Germination, Maturation, and the Role of External Factors

Zoology also inspired the Academy's experiments and theories about germination. Perrault recommended microscopic research to discover just how plants grew from seeds, and Dodart compared the Academy's studies of germination to studies of chicks in the egg.^[19] Although academicians never rivaled the detail of Grew's or even Samuel Foley's studies of the anatomy or development of germinating seeds,^[20] they claimed interesting analogies between plant and animal parts. Working with a germinating white bean squash and other seeds, Mariotte and Perrault described the filament connecting lobes to leaves as an umbilical cord. Mariotte also thought that seed lobes of beans, pumpkins, cucumbers, and melons resembled the yolk of an egg or the liver in being a source of food for the embryo plants.^[21]

Mariotte explained the process of germination mechanically:

It is thus probable that the principal parts of the germination of Plants are contained in their seeds, and that they are predisposed to form fibers and pores suitable for the filtration and the union of certain principles that pass there, as

if through channels or molds; from which the other parts are formed, such as fruits, seeds, and the beginnings of the second germination.^[22]

His mechanistic and analogical explanation challenged traditional views of savants like Duclos. Where Mariotte dismissed a vegetative soul in plants on the ground that no one had ever found one, Duclos preferred vegetative souls to analogies between the parts of plants and the organs of animals. Duclos thought plants and soil had similar natures; unlike his colleagues he did not differentiate the various parts of plants by their function, saying rather that all parts of plants (and of soils) contributed equally to germination and maturation.^[23]

Any account of germination had to weigh the roles of the plant itself and of external conditions such as sun, soil, air, and water. Perrault and Mariotte stressed the sun. Perrault conjectured that it cooked nutritious minerals in the rainwater. Mariotte demonstrated that sunlight was essential to the growth of plants by comparing seedlings grown under earthenware pots with seedlings grown under glass domes. He proposed two theories, one mechanical, the other chemical, to explain the sun's effect: either sunlight encouraged water to rise in the plant, and then water turned the plant green, or sunlight affected the chemical nutrients in the water.^[24]

Soil, air, and water seemed to be the most influential external conditions for germination and maturation. Local conditions could encourage or inhibit growth, and plants either depended passively on what they took from the soil or transformed it to suit their needs. Mariotte and Perrault discussed the nutrients plants required from the soil. Tournefort thought that the earth's juices were the single most important stimulus of germination. They were prepared in the soil by agitation, moisture, heat, or cold, and shaped by the air and the pores of soil through which they passed.^[25] Tournefort emphasized mechanical processes — motion, air pressure, the sieving effect of pores — but he also considered the chemical composition of soils.^[26]
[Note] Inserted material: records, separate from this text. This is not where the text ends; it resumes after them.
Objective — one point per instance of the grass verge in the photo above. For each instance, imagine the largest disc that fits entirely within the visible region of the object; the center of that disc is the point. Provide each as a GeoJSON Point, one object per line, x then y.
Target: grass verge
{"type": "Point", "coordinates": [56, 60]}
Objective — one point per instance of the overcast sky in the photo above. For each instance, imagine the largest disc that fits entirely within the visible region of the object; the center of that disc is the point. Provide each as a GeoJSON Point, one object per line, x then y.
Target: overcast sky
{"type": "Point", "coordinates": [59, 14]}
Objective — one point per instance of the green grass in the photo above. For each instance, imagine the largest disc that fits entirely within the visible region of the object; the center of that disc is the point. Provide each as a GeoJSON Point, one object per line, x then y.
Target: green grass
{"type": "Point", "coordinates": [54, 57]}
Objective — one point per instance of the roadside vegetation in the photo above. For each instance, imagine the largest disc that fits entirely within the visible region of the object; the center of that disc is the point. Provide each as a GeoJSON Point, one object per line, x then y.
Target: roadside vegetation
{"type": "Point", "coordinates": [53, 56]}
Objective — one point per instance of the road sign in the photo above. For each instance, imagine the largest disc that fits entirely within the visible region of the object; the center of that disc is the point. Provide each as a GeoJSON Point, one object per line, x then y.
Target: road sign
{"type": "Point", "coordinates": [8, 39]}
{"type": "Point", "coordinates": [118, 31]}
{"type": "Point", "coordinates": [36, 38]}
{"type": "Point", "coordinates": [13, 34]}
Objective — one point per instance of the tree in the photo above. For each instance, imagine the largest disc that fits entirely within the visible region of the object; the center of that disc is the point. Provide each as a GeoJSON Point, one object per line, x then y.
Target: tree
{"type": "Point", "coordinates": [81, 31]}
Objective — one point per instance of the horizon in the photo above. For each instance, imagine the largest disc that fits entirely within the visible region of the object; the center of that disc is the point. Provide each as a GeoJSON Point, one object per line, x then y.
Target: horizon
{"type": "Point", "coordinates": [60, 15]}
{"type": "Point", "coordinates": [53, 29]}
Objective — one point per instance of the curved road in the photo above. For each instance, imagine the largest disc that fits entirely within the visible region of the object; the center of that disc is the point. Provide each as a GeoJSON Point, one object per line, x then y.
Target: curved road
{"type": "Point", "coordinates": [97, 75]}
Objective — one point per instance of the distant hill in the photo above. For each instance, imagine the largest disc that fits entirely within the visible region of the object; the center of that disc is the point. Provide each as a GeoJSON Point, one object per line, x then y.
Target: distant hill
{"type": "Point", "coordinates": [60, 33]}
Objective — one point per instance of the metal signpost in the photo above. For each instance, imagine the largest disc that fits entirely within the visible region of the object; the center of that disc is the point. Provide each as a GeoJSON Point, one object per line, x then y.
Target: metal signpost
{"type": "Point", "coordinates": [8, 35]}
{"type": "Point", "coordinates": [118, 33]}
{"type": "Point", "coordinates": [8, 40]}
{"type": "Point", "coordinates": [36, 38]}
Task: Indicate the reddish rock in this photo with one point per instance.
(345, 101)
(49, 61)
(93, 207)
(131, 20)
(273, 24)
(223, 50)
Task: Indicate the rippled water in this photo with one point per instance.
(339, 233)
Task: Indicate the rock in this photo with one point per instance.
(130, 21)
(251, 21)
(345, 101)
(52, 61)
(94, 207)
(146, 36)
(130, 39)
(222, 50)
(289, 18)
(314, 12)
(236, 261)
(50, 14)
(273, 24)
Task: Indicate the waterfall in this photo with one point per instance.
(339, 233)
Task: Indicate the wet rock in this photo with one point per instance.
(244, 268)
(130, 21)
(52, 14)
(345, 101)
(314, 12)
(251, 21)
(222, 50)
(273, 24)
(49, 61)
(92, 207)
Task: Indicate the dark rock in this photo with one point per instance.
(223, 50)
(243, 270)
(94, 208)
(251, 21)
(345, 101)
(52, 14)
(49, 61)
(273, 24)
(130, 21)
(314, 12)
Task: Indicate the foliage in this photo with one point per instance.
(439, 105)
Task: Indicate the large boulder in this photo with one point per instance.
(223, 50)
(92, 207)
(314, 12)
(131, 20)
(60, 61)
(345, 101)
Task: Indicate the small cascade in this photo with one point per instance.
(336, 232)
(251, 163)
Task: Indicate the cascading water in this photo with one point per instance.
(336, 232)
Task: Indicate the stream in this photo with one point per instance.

Academicians studied earths systematically in the 1670s. In 1675 Dodart proposed several experiments. He planned to extract "the salts, and if possible, some other substances from the different kinds of earths." He hoped to distinguish soils chemically, to differentiate among the salts in soils, to discover a connection between salts found in the earth and the salts of plants that grew there, and to identify the different proportions of salts in the same soil under various conditions.^[27]

For Dodart and Borelly the purpose of research on earths was to understand what made soil fertile. But they could not persuade Bourdelin

to study soils according to the methods they preferred. From the end of 1675 until the end of 1677, Bourdelin analyzed marls, clays, and other kinds of soils, distilling them as usual in the retort, some with and others without the fixed salt of saltpeter. He calcinated the testes-mortes and then tested the liquids extracted for their reactions to chemical solutions, just as he did with the products of distilled plants. Bourdelin found that earths released liquid with a sulphurous odor, vitriolated salts, volatile salt, and oil; the teste-morte of one earth was said to taste like common salt.^[28]

Borelly promoted solvent analysis over distillation and objected to using the fixed salt of saltpeter in distilling earths.^[29] He and Dodart preferred lixiviating earths "in order to extract all the salt and all the various substances together in their chaos"; afterwards the earths could be rectified and purified so that their separate parts might be identified. Salts obtained thus could be used in numerous experiments.^[30] Any earth remaining after lixiviation could be tested further by solvents.^[31]

After Borelly criticized him, however, Bourdelin simply distilled fewer earths, while never adopting Borelly's method.^[32] Like the dispute over the relative merits of distillation and solvent analysis of plants, so the disagreement over the proper way of studying soils found Bourdelin and Borelly in opposition. Both disputes were resolved in Bourdelin's favor by his intransigence; Bourdelin would not abandon his preferred technique, despite the pressure exerted by his colleagues.